Los hechos sucedieron durante un viaje a un poblado fronterizo aislado en un país del sudeste asiático.
Llegamos a un pueblecito, se veía muy poca gente, por el aspecto y las condiciones higiénicas quedaba claro que los habitantes eran muy pobres y que allí solo vivían mujeres, personas de mucha edad, casi se podría decir que eran prácticamente ancianitas.
Eran las únicas habitantes del pueblo, que al parecer se encargaban de cuidar a los pobres niños pequeños, delgaditos y sin zapatos y a las niñas que eran muy chiquititas estaban todos vestidas con andrajos. No tendrían más de 3 años.
Nosotros les dimos absolutamente toda la comida que llevábamos para paliar en lo posible su necesidad de alimentos.
Hablando con las mujeres, nos dijeron que llevaban tiempo esperando a que los padres de los niños llegaran pronto en un tren, de esos que se van tan grandes volviendo de la capital a donde fueron a ver, si para sus hijos pequeños, alguien les podía dar o enviar algo de comer.
A menudo, al volver de ese mismo viaje tiempo atrás, habían vuelto con las manos vacías y sin tener nada con que alimentarse, ni los adultos ni los niños.
Al poblado, un par de veces al mes llegaba algún matrimonio europeo o americano, buscando a los padres para comprar (ellas nos decían adoptar) a algún niño o alguna niña e incluso a varios a la vez.
Los visitantes repartían algunas monedas para ganarse el apoyo de la gente que allí había y acordaban entre ambas partes, los niños que se podían llevar en adopción para que allí no sufrieran, pues sin comer enfermaban y en pocos días se morían.

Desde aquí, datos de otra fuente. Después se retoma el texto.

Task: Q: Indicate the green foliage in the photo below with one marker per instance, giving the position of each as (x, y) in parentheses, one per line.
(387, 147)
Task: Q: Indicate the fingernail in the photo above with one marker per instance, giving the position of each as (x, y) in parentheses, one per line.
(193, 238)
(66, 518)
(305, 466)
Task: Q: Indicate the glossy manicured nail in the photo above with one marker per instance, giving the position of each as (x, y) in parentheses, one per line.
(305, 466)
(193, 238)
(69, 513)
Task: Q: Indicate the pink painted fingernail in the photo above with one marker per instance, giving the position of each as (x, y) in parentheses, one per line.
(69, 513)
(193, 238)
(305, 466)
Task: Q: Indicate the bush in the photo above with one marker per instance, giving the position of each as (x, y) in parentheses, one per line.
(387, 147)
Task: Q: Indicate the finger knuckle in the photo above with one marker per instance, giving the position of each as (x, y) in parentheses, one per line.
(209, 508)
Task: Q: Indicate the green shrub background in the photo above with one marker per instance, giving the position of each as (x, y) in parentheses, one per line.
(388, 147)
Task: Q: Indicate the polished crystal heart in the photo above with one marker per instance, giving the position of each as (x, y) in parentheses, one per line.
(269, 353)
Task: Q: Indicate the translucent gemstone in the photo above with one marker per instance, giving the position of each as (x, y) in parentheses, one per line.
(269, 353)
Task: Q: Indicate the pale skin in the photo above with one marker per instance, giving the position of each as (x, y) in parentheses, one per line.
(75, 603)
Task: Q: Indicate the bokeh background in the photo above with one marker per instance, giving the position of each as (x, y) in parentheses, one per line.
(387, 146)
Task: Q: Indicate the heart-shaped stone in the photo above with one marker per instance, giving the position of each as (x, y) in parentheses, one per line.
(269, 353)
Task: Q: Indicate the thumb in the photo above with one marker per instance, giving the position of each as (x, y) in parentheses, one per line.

Era una estampa terrible ver los pobres nativos, los padres y las madres, dejándose comprar por unos billetes y aceptando como una limosna de unas monedas a cambio de alguno o varios de sus hijos, para así poder alimentar y sacar adelante a los que se quedaban en el poblado, que ya estaban en un estado de salud deprimente y lamentable.
Tal parecía que aquellos nativos hacían negocio todo el año, vendiendo a los niños más pequeños que cada vez que nos veían nos tendían sus manitas y nos susurraban frases lastimosas que no entendíamos, para conseguir alimentos o cualquier otra cosa que llevarse a la boca.
Pero un día contemplé una escena distinta o no habitual que me llegó al corazón.
Una mujer extranjera que el día anterior ya se había llevado a un niño y a una niña, insistió en llevarse especialmente a otra de las niñas y los adultos del lugar le insistían en que no, que a aquella niña no se la podían llevar.
La mujer les insistía para presionarlos, ofreciéndoles más y más dinero para convencerlos y que se la entregaran.
Pero los nativos no aceptaron de ninguna manera y aquella mujer se fue de allí muy malhumorada porque aquella vez, su capricho no lo había podido cumplir.
Cuando se fue la mujer del poblado y por curiosidad les pregunté a varios adultos porqué le habían dicho que no se podían llevar a la niña.
Y me respondieron que a aquella niña no, que ella ya era feliz porque tenía a sus padres y no era necesario buscarle otros.
Que no lo hacían por dinero solamente.
Y es que solo entregaban en adopción a los niños pequeños que estaban huérfanos de padre y madre porque si no, hacerlo sería un pecado y ellos no querían pecar.
Solo queremos, dijeron, que estos niños que estan solos, logren la felicidad.